Foreign Minister Gideon Sa’ar made a mistake by canceling the visit in Israel this week of Dutch Foreign Minister Caspar Veldkamp. Sa’ar took this action in retaliation for Veldkamp’s hasty statement that Holland will obey the warrants and arrest Netanyahu or Gallant, should they land in the Scandinavian country.
Instead, Israel could have used the opportunity to present its case against the ICC and ask Veldkamp to demand an explanation from the court before deciding whether to obey the warrants.
Since there is a reasonable possibility that the ICC has already issued secret arrest warrants for senior Israeli government officials or military officers, the Knesset should enact a law like the August 2002 “American Service-Members’ Protection Act,” which authorizes the US president to use “all means necessary and appropriate to bring about the release of any US or allied personnel being detained or imprisoned by, on behalf of, or at the request of the International Criminal Court.”

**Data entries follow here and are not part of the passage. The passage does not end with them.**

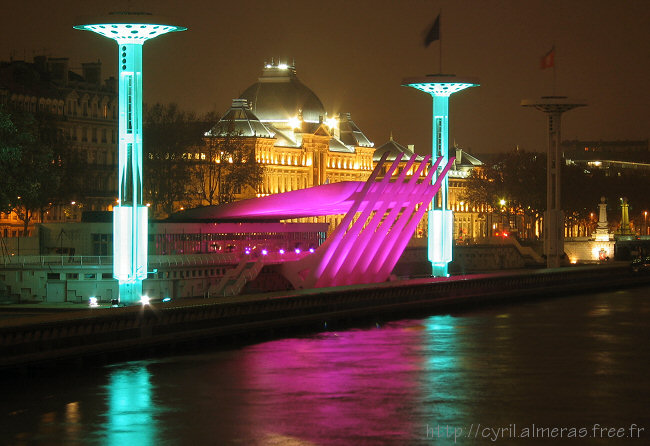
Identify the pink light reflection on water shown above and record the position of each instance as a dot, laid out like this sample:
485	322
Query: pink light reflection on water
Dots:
355	384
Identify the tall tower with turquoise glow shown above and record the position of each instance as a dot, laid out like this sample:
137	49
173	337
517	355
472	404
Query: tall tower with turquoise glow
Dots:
441	218
130	30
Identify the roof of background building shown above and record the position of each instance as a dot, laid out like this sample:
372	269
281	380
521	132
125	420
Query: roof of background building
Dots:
278	95
241	121
351	134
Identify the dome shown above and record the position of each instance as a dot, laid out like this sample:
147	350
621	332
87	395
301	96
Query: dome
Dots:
278	95
240	120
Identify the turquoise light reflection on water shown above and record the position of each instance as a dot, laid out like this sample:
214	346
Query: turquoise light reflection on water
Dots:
131	411
574	361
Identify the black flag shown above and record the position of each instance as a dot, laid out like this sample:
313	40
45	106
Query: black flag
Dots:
433	33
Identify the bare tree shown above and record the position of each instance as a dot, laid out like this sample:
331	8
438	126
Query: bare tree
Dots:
227	166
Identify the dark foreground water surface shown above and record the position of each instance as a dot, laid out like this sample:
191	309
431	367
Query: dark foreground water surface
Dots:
572	370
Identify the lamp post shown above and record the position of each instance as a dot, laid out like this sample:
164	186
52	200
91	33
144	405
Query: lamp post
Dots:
130	30
553	107
441	218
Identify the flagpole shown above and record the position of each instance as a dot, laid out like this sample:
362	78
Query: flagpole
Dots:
554	65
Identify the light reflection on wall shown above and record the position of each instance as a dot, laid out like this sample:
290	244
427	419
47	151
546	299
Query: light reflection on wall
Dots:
130	418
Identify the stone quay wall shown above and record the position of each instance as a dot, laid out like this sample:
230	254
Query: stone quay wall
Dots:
105	332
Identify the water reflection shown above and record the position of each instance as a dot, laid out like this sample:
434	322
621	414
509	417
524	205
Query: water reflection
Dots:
563	362
131	413
352	385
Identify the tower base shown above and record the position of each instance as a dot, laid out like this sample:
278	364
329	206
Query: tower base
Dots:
130	293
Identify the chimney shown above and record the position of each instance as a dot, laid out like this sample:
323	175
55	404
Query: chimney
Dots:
58	69
92	72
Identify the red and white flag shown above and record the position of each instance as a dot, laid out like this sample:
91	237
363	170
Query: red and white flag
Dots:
548	60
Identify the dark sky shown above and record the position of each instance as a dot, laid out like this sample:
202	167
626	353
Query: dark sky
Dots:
354	54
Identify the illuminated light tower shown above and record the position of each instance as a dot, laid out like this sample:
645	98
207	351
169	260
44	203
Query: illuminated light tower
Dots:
441	218
130	30
553	106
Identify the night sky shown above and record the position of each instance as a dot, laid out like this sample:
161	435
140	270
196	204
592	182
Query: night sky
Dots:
354	54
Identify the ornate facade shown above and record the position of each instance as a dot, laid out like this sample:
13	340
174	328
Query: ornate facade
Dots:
300	145
85	110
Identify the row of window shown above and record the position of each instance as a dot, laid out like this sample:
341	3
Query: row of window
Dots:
183	274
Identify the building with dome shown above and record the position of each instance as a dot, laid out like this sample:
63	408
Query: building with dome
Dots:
300	144
297	142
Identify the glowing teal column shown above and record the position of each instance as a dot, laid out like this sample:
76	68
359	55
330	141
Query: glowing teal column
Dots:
130	30
441	218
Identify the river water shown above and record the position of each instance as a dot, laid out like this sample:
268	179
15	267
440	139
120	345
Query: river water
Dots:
574	370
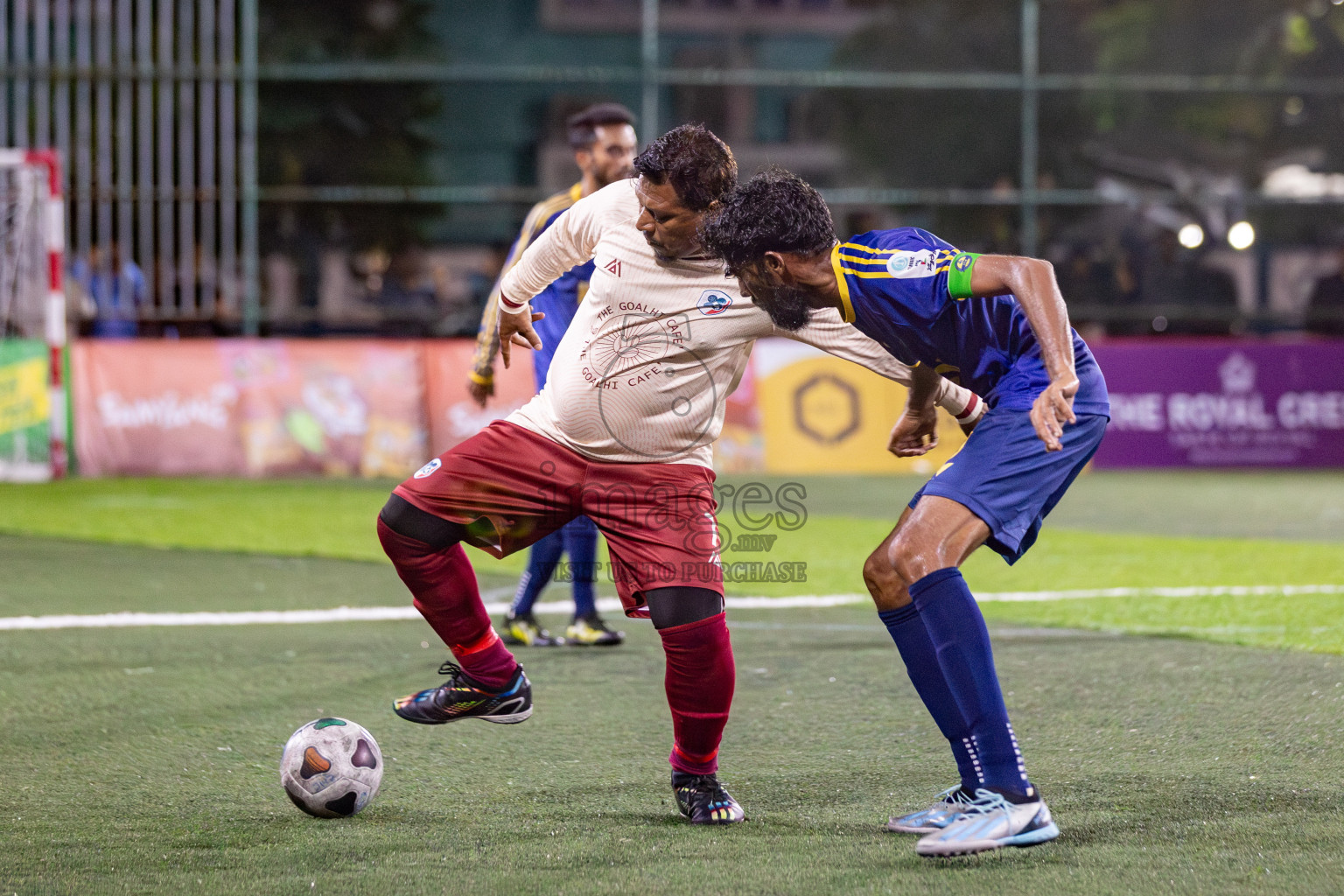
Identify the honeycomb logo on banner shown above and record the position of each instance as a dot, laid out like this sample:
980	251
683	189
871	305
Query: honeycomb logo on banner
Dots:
820	414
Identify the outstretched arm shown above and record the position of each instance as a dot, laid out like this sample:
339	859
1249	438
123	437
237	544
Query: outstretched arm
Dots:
570	241
917	430
1032	283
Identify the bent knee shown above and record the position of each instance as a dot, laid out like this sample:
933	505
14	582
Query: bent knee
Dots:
883	582
912	560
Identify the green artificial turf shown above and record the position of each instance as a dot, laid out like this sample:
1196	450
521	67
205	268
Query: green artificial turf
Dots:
144	760
323	517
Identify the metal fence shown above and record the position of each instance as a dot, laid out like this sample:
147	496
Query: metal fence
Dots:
155	105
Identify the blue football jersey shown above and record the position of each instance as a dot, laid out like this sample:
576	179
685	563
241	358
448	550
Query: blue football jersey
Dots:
894	285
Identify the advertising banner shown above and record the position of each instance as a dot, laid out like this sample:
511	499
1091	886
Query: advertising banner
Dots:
1225	403
820	414
248	407
453	416
24	410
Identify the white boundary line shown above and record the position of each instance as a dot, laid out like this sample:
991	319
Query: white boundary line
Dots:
608	605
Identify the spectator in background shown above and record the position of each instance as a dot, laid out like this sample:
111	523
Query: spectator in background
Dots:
117	290
1326	306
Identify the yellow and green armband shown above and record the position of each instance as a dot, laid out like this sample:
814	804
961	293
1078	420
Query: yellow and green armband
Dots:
958	274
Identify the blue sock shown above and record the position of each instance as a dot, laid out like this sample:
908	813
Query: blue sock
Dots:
579	537
958	634
541	566
920	660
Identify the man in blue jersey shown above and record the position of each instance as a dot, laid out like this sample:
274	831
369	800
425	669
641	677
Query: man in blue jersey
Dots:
604	144
998	326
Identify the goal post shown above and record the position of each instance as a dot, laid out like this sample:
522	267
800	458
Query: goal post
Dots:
32	316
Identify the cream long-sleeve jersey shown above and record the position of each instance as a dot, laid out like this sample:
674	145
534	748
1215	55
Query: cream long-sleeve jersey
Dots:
656	346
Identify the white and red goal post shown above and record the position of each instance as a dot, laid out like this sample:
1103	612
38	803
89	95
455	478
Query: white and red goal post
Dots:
32	315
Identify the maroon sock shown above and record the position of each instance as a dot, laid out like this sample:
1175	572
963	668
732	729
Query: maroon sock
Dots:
444	584
699	682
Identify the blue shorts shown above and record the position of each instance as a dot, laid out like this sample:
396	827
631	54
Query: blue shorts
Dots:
1005	477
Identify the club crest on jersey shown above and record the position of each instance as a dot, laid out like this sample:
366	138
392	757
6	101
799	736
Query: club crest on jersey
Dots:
714	301
910	265
428	469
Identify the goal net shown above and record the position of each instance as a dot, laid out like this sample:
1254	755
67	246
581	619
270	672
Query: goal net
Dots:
32	318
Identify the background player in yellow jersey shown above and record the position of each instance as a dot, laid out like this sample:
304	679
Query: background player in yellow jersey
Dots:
604	144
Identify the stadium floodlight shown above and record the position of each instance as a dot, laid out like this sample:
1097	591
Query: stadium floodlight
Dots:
1241	235
1191	235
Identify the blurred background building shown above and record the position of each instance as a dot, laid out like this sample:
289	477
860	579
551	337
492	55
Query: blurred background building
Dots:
360	165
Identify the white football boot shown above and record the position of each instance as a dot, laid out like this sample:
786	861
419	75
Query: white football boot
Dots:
990	822
947	808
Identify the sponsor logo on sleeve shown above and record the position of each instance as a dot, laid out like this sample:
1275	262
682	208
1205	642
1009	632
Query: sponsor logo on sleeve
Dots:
714	301
428	469
912	265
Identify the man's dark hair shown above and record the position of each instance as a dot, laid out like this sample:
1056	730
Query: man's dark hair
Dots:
774	211
581	128
699	165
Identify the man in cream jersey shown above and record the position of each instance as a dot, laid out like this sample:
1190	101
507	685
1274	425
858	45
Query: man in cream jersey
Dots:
621	433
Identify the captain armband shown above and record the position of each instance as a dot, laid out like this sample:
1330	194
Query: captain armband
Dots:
958	274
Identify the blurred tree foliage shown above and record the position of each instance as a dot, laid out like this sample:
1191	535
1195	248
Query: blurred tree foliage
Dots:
346	132
970	138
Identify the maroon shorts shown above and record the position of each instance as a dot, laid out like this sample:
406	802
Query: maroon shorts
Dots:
511	486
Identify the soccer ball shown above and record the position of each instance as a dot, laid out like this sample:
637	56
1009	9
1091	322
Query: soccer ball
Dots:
331	767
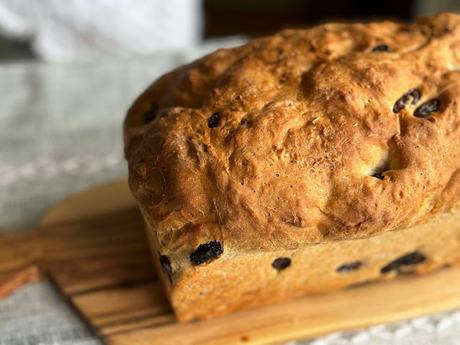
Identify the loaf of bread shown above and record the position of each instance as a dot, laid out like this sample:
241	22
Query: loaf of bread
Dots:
304	162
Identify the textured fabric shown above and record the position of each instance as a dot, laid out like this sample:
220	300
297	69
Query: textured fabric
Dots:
88	29
60	132
35	314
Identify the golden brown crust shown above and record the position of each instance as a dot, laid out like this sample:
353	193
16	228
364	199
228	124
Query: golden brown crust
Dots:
305	119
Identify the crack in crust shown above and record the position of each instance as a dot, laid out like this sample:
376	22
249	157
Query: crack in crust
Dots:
305	117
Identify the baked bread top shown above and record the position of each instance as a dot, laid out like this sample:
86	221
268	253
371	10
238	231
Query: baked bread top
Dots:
336	132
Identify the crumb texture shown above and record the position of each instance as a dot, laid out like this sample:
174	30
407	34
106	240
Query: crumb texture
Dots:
341	131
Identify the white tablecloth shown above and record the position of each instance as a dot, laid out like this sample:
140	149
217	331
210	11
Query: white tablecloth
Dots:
60	132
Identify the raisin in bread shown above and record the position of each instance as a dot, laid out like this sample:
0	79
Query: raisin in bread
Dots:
304	162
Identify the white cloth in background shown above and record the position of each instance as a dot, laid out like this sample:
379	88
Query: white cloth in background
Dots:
60	132
87	29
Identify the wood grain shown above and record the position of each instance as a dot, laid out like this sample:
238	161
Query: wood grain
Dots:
94	249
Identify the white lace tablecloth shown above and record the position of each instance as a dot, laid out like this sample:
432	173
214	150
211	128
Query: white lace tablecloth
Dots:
60	132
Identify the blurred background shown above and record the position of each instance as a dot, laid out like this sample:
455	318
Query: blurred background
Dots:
80	29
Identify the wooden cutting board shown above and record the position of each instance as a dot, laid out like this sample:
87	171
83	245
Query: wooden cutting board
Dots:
92	247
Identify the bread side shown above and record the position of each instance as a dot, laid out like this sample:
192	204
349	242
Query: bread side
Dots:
336	145
236	281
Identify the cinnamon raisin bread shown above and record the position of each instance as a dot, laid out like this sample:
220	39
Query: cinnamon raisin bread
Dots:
304	162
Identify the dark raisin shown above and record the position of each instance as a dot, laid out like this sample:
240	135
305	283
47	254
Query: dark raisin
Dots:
381	48
379	175
166	266
348	267
411	96
213	121
205	252
150	114
406	260
428	107
281	263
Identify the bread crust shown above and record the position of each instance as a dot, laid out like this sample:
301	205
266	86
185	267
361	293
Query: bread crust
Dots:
307	147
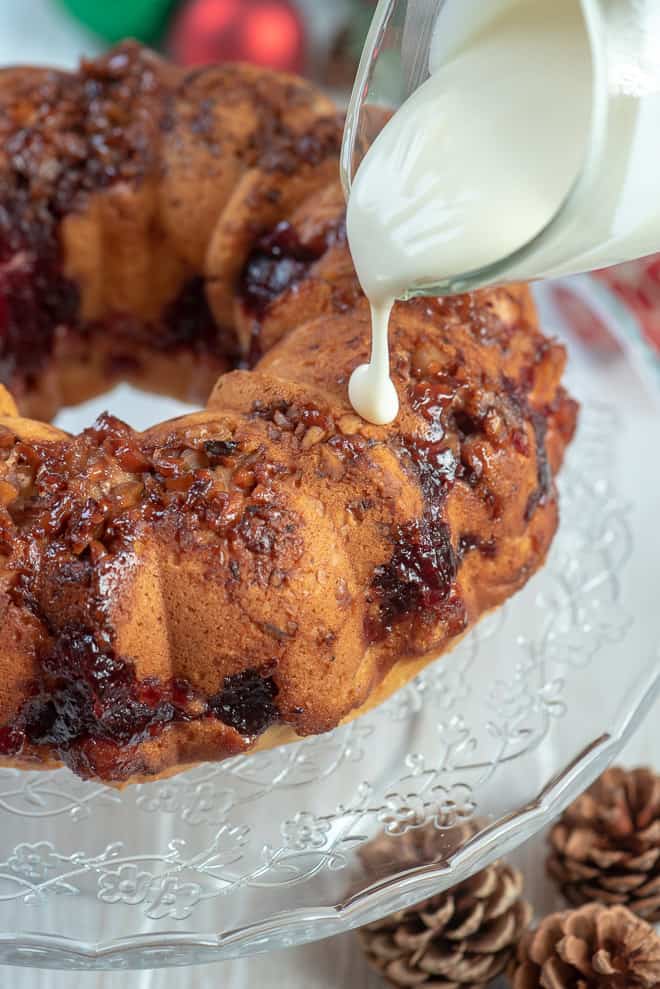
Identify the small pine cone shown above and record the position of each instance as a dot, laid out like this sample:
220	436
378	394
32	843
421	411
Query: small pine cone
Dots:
595	947
460	939
606	846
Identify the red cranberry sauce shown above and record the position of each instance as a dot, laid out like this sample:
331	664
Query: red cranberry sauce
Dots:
280	260
419	580
68	508
84	133
89	707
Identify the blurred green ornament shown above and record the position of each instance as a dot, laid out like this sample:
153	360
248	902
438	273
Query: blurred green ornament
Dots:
117	19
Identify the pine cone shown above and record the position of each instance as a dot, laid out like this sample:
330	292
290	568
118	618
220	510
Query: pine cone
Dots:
595	947
460	939
606	846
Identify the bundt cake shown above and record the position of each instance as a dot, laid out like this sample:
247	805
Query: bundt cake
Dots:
272	565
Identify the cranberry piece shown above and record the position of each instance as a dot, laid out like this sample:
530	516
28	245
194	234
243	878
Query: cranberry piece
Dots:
246	702
11	741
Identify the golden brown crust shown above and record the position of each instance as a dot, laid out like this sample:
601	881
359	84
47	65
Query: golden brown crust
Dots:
271	566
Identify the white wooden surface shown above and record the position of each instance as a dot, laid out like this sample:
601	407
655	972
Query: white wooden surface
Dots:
36	31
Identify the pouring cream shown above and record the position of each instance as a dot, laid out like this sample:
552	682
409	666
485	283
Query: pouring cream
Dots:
473	165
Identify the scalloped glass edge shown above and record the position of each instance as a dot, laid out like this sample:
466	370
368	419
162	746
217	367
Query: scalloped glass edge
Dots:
300	926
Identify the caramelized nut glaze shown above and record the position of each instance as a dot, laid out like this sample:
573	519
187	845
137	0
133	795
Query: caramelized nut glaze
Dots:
272	561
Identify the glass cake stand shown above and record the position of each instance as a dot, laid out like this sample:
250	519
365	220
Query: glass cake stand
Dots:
267	851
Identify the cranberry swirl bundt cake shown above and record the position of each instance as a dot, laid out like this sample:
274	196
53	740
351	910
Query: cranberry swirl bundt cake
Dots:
272	565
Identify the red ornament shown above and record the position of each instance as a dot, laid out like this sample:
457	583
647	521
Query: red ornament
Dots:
266	32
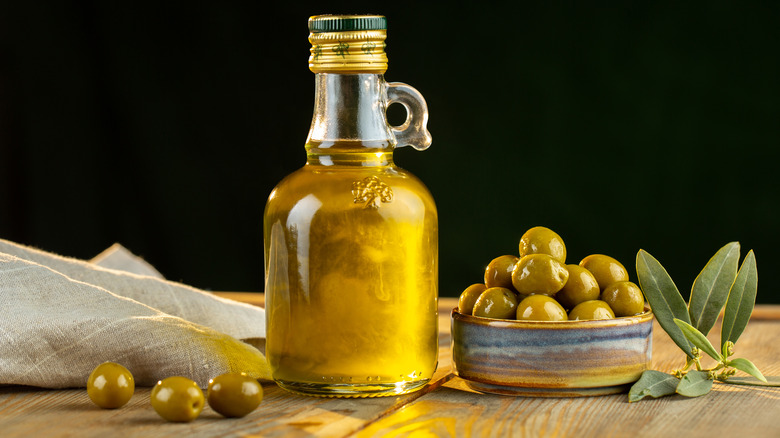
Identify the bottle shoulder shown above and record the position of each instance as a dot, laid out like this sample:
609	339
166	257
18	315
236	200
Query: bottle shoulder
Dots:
350	186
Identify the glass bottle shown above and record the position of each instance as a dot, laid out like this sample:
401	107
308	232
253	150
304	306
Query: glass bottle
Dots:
351	240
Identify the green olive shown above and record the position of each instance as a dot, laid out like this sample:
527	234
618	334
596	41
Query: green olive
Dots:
499	271
625	298
581	286
593	309
606	269
234	395
540	308
177	399
542	240
469	297
539	274
497	303
110	385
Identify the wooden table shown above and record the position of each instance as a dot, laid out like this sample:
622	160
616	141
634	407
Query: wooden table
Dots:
446	407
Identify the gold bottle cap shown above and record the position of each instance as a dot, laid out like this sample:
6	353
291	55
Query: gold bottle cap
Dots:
348	44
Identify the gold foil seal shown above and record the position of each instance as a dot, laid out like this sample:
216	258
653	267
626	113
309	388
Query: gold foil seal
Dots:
360	51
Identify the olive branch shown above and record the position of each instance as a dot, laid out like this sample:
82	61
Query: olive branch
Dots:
719	284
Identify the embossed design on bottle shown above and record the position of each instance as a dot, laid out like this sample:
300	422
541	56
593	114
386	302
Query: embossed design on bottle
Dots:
372	191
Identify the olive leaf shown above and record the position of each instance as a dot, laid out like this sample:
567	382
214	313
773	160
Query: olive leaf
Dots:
694	384
664	298
698	339
773	381
748	367
654	384
741	300
711	287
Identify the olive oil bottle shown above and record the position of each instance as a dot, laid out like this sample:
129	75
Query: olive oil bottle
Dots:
351	240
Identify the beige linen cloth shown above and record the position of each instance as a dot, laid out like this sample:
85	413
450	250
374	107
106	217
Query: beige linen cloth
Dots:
61	317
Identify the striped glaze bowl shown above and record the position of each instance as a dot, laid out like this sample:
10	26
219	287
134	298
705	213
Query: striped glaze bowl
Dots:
551	359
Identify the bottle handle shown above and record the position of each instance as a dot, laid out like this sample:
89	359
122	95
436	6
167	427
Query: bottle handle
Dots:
413	132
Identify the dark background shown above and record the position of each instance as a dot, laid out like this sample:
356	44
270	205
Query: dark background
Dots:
165	126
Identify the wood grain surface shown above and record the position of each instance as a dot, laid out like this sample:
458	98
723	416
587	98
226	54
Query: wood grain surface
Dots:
446	407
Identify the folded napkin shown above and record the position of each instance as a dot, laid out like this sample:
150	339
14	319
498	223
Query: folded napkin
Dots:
62	317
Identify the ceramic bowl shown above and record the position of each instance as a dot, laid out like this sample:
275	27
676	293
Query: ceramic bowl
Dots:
553	359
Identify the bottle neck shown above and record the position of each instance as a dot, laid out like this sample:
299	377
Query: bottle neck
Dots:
349	125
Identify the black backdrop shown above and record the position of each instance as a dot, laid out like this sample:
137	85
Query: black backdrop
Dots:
165	126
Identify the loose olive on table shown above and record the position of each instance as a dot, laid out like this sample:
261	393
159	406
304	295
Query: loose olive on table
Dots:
234	395
177	399
110	385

This authorization was nicknamed “The Hague Invasion Act,” because it authorizes the use of force, such as an invasion of The Hague where the ICC is located. Subsection (b) of the act specifies that this authority shall extend to American allies including Israel.
By enacting its own similar law, Israel will declare that it has no intention of abandoning Israeli elected and appointed officials or military officers should they be arrested anywhere in the world. A robust combination of all the aforementioned tools is likely to create heavy pressure on the ICC to revoke its unfounded and outrageous arrest warrants.
The writer is a professor of international relations at Bar-Ilan University.